‘I feel we’re missing a little bit of “fashion”.’ Marc Jacobs


‘I feel we’re missing a little bit of “fashion”.’

With so much focus today on the diminishing size of Marc Jacobs’ business, System asks the (almost taboo) question: does it actually matter if the clothes sell? Does that make them better or worse than other clothes? Or is it simply one measure of success, one of many, to which untoward attention has been paid of late?

By Alexander Fury
Portfolio by Juergen Teller


I first met the designer Marc Jacobs in real life in summer 2018, at a dinner Miuccia Prada held to celebrate her first cruise fashion show in New York.

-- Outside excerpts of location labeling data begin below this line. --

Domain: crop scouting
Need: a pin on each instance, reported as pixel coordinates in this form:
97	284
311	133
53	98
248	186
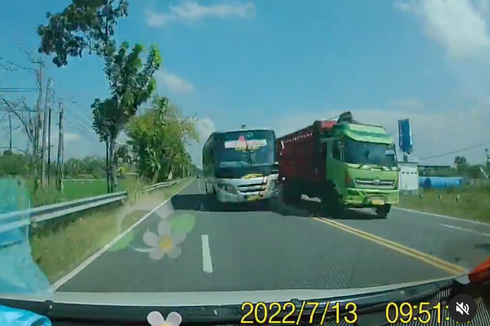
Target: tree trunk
112	163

Actually, that’s a lie. I really first met Marc Jacobs thanks to Katie Grand, when I worked for her at Love magazine. In October 2012, I bumped into her as she was coming out of Hedi Slimane’s debut womenswear show for Saint Laurent. She introduced me to a small, slender man dressed all in black. ‘This is Alex, he works at the magazine,’ she said. ‘And this is Marc, he works at Louis Vuitton.’ As then, he did.

Of course, I felt like I knew Marc Jacobs; everybody kind of does. He has transcended the narrow confines of the fashion industry – a task few have managed – to reach a level of universal fame, as designer avatar, archetype, and Simpsons character (in 2007, albeit for Harper’s Bazaar rather than the TV show). You could argue that it was Louis Vuitton, where, from 1997 to 2013, Marc Jacobs was artistic director, that launched the designer into the mainstream. But, equally, it could be said that it was Jacobs – the first person to design clothes bearing a Louis Vuitton label – who transformed Vuitton from a successful, but staid luggage company into the world’s most valuable luxury-goods brand, now worth, according to Forbes magazine, an estimated $33.6 billion.